Step 2: Find the Intersection Point P of L1 and L2

• What we are doing: We will find the coordinates of the point P where line L1 intersects the second line L2.
• Why we are doing it: The problem asks for the distance from this intersection point P to another point Q.
• Working:
  1. Write the parametric equations for L2: The second line (L2) is given by $\frac{x+2}{3}=\frac{y-3}{2}=\frac{z-4}{1}$.
     • A point on L2 is $(-2, 3, 4)$.
     • The direction vector for L2 is $\vec{d}_2 = (3, 2, 1)$.
     • Parametric equations for any point on L2 (using a different parameter, $\mu$): $x = -2 + 3\mu \quad (L2_x)$ $y = 3 + 2\mu \quad (L2_y)$ $z = 4 + \mu \quad (L2_z)$ Any point on L2 can be represented as $P_2(-2+3\mu, 3+2\mu, 4+\mu)$.
  2. Equate the coordinates of L1 and L2 to find P: If the lines intersect at point P, their coordinates must be equal for specific values of $\lambda$ and $\mu$. $-1 + 2\lambda = -2 + 3\mu \quad \Rightarrow \quad 2\lambda - 3\mu = -1 \quad (1)$ $2 + 3\lambda = 3 + 2\mu \quad \Rightarrow \quad 3\lambda - 2\mu = 1 \quad (2)$ $1 + 4\lambda = 4 + \mu \quad \Rightarrow \quad 4\lambda - \mu = 3 \quad (3)$
  3. Solve the system of linear equations: We can solve this system for $\lambda$ and $\mu$. From equation (3), express $\mu$ in terms of $\lambda$: $\mu = 4\lambda - 3$ Substitute this expression for $\mu$ into equation (1): $2\lambda - 3(4\lambda - 3) = -1$ $2\lambda - 12\lambda + 9 = -1$ $-10\lambda = -10$ $\lambda = 1$ Now, substitute $\lambda = 1$ back into the expression for $\mu$: $\mu = 4(1) - 3 = 1$
  4. Verify the parameters: It's good practice to check if these values of $\lambda$ and $\mu$ satisfy the remaining equation (2): $3\lambda - 2\mu = 3(1) - 2(1) = 3 - 2 = 1$ Since $1=1$, the values $\lambda=1$ and $\mu=1$ are consistent, confirming that the lines intersect.
  5. Find the coordinates of P: Substitute $\lambda=1$ into the parametric equations for L1 (or $\mu=1$ into L2's equations; both will yield the same point): $x_P = -1 + 2(1) = 1$ $y_P = 2 + 3(1) = 5$ $z_P = 1 + 4(1) = 5$ Thus, the intersection point is $P(1, 5, 5)$.

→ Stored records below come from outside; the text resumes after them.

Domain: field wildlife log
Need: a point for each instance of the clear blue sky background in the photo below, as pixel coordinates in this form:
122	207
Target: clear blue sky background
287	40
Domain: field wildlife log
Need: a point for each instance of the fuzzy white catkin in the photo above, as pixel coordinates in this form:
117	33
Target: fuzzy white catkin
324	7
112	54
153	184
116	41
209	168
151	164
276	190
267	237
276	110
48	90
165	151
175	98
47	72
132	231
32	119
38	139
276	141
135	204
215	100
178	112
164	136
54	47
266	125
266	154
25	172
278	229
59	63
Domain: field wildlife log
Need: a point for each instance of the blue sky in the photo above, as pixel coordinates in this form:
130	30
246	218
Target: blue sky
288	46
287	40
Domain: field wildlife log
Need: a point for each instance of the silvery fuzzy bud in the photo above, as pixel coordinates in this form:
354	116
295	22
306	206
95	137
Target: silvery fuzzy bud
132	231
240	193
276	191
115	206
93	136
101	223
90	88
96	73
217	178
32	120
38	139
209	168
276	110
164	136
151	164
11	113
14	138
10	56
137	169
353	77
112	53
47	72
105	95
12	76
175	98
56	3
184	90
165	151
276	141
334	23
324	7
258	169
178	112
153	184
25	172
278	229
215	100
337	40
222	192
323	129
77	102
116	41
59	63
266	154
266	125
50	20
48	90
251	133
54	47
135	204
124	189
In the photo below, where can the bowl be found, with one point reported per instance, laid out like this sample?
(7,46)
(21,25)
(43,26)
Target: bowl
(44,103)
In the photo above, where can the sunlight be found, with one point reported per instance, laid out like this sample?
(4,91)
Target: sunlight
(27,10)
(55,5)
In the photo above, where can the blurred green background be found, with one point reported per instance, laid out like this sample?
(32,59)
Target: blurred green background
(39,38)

Step 3: Calculate the Distance between Point P and Point Q

• What we are doing: We will use the distance formula to find the distance between the intersection point P and the given point Q.
• Why we are doing it: This is the final requirement of the problem statement.
• Working:
  1. Identify the coordinates:
     • $P(x_1, y_1, z_1) = (1, 5, 5)$
     • $Q(x_2, y_2, z_2) = (4, -5, 1)$
  2. Apply the distance formula: $D = \sqrt{(x_2-x_1)^2 + (y_2-y_1)^2 + (z_2-z_1)^2}$ $D = \sqrt{(4-1)^2 + (-5-5)^2 + (1-5)^2}$ $D = \sqrt{(3)^2 + (-10)^2 + (-4)^2}$ $D = \sqrt{9 + 100 + 16}$ $D = \sqrt{125}$
  3. Simplify the radical: $D = \sqrt{25 \times 5}$ $D = 5\sqrt{5}$

Common Mistakes & Tips

• Sign Errors: Be very careful with signs when setting up line equations (e.g., $x+2$ implies $x_0=-2$) and when applying the distance formula.
• Algebraic Accuracy: Solving the system of three linear equations for $\lambda$ and $\mu$ is a common source of errors. Double-check your calculations, especially during substitution.
• Parameter Consistency: Always verify the calculated parameter values ($\lambda$ and $\mu$) in all three equations to ensure consistency. If they don't satisfy all three, the lines either don't intersect or there's an error in your calculation.

Summary

This problem involved a systematic application of 3D geometry principles. First, we established the parametric equation for the first line using its given point and direction vector. Next, we found the intersection point P by setting the parametric coordinates of the two lines equal and solving the resulting system of linear equations. Finally, we calculated the distance between this intersection point P and the given point Q using the standard 3D distance formula. The intersection point was found to be $P(1,5,5)$, and the distance to $Q(4,-5,1)$ was $5\sqrt{5}$.

The final answer is $\boxed{5\sqrt{5}}$, which corresponds to option (C).